Saturday, December 10, 2016

Goodbye, sublime bullshit

June 30

It was cold and damp in the trees I'd chosen for my tentsite, but I heard my new friend Owl clanking around in his impromptu cafe at the picnic area just yards away. I had no way of knowing that this meant coffee, but my keen addict's intuition told me to go invetsigate. It was enough to impel my sore body up and out of the tent a la Nospheratu rising out of his coffin; my legs jolted me over to the table, wide-eyed and vacant of mind.
My guess was correct.
And not just coffee, but dripper cones and a stove to boil water; I could make a pour-over here.
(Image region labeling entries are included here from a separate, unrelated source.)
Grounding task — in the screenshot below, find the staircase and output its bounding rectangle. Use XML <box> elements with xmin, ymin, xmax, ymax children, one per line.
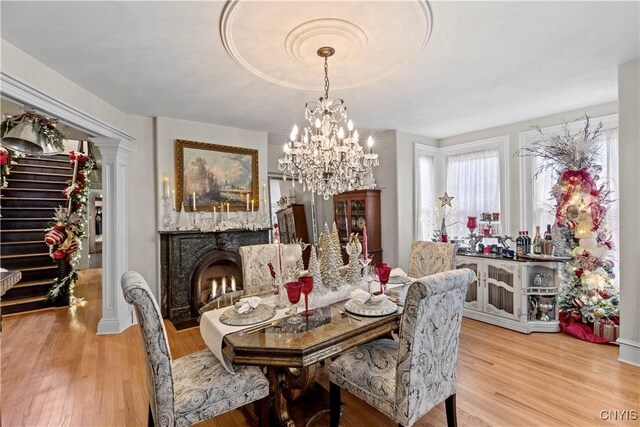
<box><xmin>0</xmin><ymin>154</ymin><xmax>73</xmax><ymax>314</ymax></box>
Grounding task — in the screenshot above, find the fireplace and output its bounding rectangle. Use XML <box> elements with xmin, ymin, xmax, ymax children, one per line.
<box><xmin>192</xmin><ymin>250</ymin><xmax>243</xmax><ymax>309</ymax></box>
<box><xmin>160</xmin><ymin>229</ymin><xmax>269</xmax><ymax>327</ymax></box>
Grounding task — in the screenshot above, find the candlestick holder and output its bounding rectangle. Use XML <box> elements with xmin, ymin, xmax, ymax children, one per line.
<box><xmin>162</xmin><ymin>196</ymin><xmax>171</xmax><ymax>229</ymax></box>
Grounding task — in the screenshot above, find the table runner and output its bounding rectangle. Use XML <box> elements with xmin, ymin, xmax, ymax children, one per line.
<box><xmin>200</xmin><ymin>272</ymin><xmax>406</xmax><ymax>374</ymax></box>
This is a pretty big deal to a professional coffee nerd like myself. I have come to expect much less and be happy with it. Percolators, Mr. Coffees, ancient Bunn-o-Matics from the civil rights era, I will drink it all when I want a cup of coffee. In college, there was a commonly told joke that pizza was like sex, because in both cases, even when it was bad, it was still pretty good. This joke is, I have to say, the worst compound lie I was told in all my years of schooling. However, when you really want a cup of coffee, there is almost no such thing as a bad cup.
Anyway, I know, too much coffee nerdery. He left me to make myself a cup of coffee, which I eagerly did, using a heroic dose of ground coffee to do so. The result was ink-black, bitter, dark-roasted Peet's coffee. A related result was me going through the same process of rejuventation that happens to Popeye when he eats a can of spinach. I stuck a piece of chocolate cake in my mouth, leapt to my pack, wished everyone a great day, excellent day, toodles, and scurried off to the trail with the grace of a frightened cat.
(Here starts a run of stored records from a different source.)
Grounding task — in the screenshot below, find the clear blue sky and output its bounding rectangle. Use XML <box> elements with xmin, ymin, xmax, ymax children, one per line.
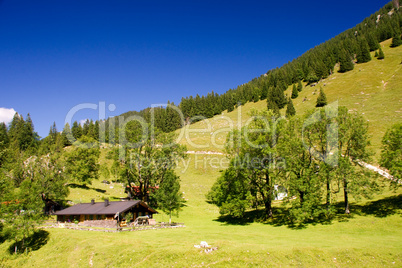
<box><xmin>0</xmin><ymin>0</ymin><xmax>389</xmax><ymax>137</ymax></box>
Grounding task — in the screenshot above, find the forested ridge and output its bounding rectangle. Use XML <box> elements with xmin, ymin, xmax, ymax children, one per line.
<box><xmin>0</xmin><ymin>0</ymin><xmax>402</xmax><ymax>252</ymax></box>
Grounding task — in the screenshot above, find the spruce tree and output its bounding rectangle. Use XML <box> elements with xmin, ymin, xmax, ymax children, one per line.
<box><xmin>286</xmin><ymin>98</ymin><xmax>296</xmax><ymax>117</ymax></box>
<box><xmin>315</xmin><ymin>88</ymin><xmax>328</xmax><ymax>107</ymax></box>
<box><xmin>377</xmin><ymin>48</ymin><xmax>385</xmax><ymax>60</ymax></box>
<box><xmin>367</xmin><ymin>32</ymin><xmax>380</xmax><ymax>51</ymax></box>
<box><xmin>391</xmin><ymin>34</ymin><xmax>402</xmax><ymax>47</ymax></box>
<box><xmin>357</xmin><ymin>38</ymin><xmax>371</xmax><ymax>63</ymax></box>
<box><xmin>267</xmin><ymin>98</ymin><xmax>280</xmax><ymax>116</ymax></box>
<box><xmin>339</xmin><ymin>49</ymin><xmax>354</xmax><ymax>73</ymax></box>
<box><xmin>297</xmin><ymin>80</ymin><xmax>303</xmax><ymax>92</ymax></box>
<box><xmin>292</xmin><ymin>84</ymin><xmax>299</xmax><ymax>99</ymax></box>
Cake and strong coffee had an effect on my metabolism similar to pouring gasoline on a fire and then deciding to go ahead and also put in that stick of dynamite you'd found at the swap meet. I was sugar high. I mean like really high, like illicit-drug high. The trail seemed to be obliging me by flattening, widening, and generally becoming easier to hike. My one remaining trekking pole was tucked into my pack, leaving me to concentrate on my legs and feet. Flying over dirt, careening off boulders, executing antics while hopping across streams. I was making killer time and I knew it. 
The funny thing was that as the sugar and caffeine ebbed, the trail continued to improve. There were no mosquitoes to speak of, either. I looked back across the pass below to the mountains behind. Clothed in brilliant white ice and funereal grey, they seemed to hold some sublime truth. Only that truth seemed to be one which I couldn't quite absorb it. It kept getting stuck in my throat. I saw not just bold, raggedly cut beauty, but also felt the wet seep of mud into my shoes, the annoying throb of bodily danger when crossing ice, and the way the mosquitoes hit my face like confetti.
I love adventure, but in a very important sense, adventure is not what my PCT is about. It's about the miles and the open country. I come here to do big days, see lots of light, feel my mind bleach out in the constant sun and physical labor. That back there? Yeah, it was sublime, glad to have done it. 
Looking back at the Southern Sierra... screw that (glorious) noise
But goodbye, sublime BS. I'll take this PCT that winds it's way in and out. This trail of wildflowers and dust sloping ridges in the distance. No, the angles of the peaks are not so sharp, but the curves of the valleys invite the eye to rest in a way that the High Sierra cannot.
Mostly, I was happy for good trail.
Accordingly, I pounded out the miles. Ten miles, fifteen, twenty.
Sometimes the trail serves flashbacks. I suddenly remembered taking a break with the Croat, perched on our packs in these meadows of green grassy flowers and red dirt. Another turn and I was thinking about what a funny man he was, what a good trail companion. My mind was running reels of footage believed long-lost, all the way back to my childhood with Dan Mikesell, and my first encounters with a natural world kind enough to let my brain do its own thing. I didn't have to think about where my next step was going to land; it was all good trail. And that day good trail meant it was all good.
It was well after sunset when I finally slowed down and started scouting for a campsite. I found one hidden in a stand of junipers on a small lip of land above a lake. There was a majestic stone fireplace and enough wood for a week, so I made my first fire of the trip while dining on instant noodles. The fire burnt down to coals with minutes of the last bite being shoveled into my mouth. I doused the coals and let my mind extinguish itself, wrapped in my bag and covered by my tent.